RFC 0486: std-ascii-reform

libs ()

Summary

Move the std::ascii::Ascii type and related traits to a new Cargo package on crates.io, and instead expose its functionality for u8, [u8], char, and str types.

Motivation

The std::ascii::Ascii type is a u8 wrapper that enforces (unless unsafe code is used) that the value is in the ASCII range, similar to char with u32 in the range of Unicode scalar values, and String with Vec<u8> containing well-formed UTF-8 data. [Ascii] and Vec<Ascii> are naturally strings of text entirely in the ASCII range.

Using the type system like this to enforce data invariants is interesting, but in practice Ascii is not that useful. Data (such as from the network) is rarely guaranteed to be ASCII only, nor is it desirable to remove or replace non-ASCII bytes, even if ASCII-range-only operations are used. (For example, ASCII case-insensitive matching is common in HTML and CSS.)

Every single use of the Ascii type in the Rust distribution is only to use the to_lowercase or to_uppercase method, then immediately convert back to u8 or char.

Detailed design

The Ascii type as well as the AsciiCast, OwnedAsciiCast, AsciiStr, and IntoBytes traits should be copied into a new ascii Cargo package on crates.io. The std::ascii copy should be deprecated and removed at some point before Rust 1.0.

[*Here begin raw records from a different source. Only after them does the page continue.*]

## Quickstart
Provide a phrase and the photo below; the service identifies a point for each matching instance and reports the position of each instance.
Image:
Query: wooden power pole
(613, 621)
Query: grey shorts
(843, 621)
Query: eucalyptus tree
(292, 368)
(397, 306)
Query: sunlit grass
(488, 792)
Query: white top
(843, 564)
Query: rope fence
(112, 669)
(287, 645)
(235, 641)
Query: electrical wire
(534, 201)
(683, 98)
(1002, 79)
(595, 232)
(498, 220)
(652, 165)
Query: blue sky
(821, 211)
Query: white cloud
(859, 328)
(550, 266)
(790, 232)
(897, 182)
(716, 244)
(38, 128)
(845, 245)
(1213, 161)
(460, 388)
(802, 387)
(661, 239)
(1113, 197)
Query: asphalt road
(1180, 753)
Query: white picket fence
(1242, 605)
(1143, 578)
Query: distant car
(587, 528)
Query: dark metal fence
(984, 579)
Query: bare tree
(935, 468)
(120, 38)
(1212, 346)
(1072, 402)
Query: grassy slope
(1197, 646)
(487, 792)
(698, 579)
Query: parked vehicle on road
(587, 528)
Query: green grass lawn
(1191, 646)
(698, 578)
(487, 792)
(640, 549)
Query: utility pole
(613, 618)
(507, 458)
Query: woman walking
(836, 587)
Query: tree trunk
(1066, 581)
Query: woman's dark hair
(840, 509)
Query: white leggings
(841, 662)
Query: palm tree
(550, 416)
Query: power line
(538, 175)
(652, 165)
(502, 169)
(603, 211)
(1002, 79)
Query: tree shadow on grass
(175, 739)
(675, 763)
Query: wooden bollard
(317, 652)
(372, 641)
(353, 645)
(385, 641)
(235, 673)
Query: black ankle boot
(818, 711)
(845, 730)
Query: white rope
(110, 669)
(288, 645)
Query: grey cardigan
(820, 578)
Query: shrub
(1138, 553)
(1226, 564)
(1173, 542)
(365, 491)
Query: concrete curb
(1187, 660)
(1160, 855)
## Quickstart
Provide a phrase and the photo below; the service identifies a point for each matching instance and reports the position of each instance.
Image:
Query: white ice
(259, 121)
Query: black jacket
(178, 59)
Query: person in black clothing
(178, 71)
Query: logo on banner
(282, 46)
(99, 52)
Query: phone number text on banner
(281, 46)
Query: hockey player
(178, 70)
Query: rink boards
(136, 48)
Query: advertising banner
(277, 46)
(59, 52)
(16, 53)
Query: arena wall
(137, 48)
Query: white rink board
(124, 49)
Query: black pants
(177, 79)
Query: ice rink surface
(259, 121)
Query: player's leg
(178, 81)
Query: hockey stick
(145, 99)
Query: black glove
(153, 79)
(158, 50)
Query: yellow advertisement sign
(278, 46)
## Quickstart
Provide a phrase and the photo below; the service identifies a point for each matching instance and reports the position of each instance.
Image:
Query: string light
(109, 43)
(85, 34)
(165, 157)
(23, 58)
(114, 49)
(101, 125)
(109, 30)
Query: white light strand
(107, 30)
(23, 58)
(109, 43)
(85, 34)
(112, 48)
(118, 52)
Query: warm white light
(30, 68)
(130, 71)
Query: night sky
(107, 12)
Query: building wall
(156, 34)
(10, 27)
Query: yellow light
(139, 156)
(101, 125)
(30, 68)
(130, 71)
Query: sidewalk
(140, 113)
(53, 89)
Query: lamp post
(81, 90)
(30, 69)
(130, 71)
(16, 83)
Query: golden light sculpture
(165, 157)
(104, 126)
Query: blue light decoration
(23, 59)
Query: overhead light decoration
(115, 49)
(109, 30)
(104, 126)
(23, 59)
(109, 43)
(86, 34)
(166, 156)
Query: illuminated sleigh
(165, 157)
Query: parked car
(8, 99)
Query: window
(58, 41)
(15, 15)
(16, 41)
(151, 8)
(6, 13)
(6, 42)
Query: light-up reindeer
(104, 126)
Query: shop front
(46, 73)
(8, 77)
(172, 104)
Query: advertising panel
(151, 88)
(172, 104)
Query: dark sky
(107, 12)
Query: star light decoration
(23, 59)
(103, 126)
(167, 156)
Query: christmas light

Currently, the AsciiExt trait is:

pub trait AsciiExt<T> {
    fn to_ascii_upper(&self) -> T;
    fn to_ascii_lower(&self) -> T;
    fn eq_ignore_ascii_case(&self, other: &Self) -> bool;
}

impl AsciiExt<String> for str { ... }
impl AsciiExt<Vec<u8>> for [u8] { ... }

It should gain new methods for the functionality that is being removed with Ascii, be implemented for u8 and char, and (if this is stable enough yet) use an associated type instead of the T parameter:

pub trait AsciiExt {
    type Owned = Self;
    fn to_ascii_upper(&self) -> Owned;
    fn to_ascii_lower(&self) -> Owned;
    fn eq_ignore_ascii_case(&self, other: &Self) -> bool;
    fn is_ascii(&self) -> bool;

    // Maybe? See unresolved questions
    fn is_ascii_lowercase(&self) -> bool;
    fn is_ascii_uppercase(&self) -> bool;
    ...
}

impl AsciiExt for str { type Owned = String; ... }
impl AsciiExt for [u8] { type Owned = Vec<u8>; ... }
impl AsciiExt char { ... }
impl AsciiExt u8 { ... }

The OwnedAsciiExt trait should stay as it is:

pub trait OwnedAsciiExt {
    fn into_ascii_upper(self) -> Self;
    fn into_ascii_lower(self) -> Self;
}

impl OwnedAsciiExt for String { ... }
impl OwnedAsciiExt for Vec<u8> { ... }

The std::ascii::escape_default function has little to do with ASCII. I think it’s relevant to b'x' and b"foo" byte literals, which have types u8 and &'static [u8]. I suggest moving it into std::u8.

I (@SimonSapin) can help with the implementation work.

Drawbacks

Code using Ascii (not only for e.g. to_lowercase) would need to install a Cargo package to get it. This is strictly more work than having it in std, but should still be easy.

Alternatives

Unresolved questions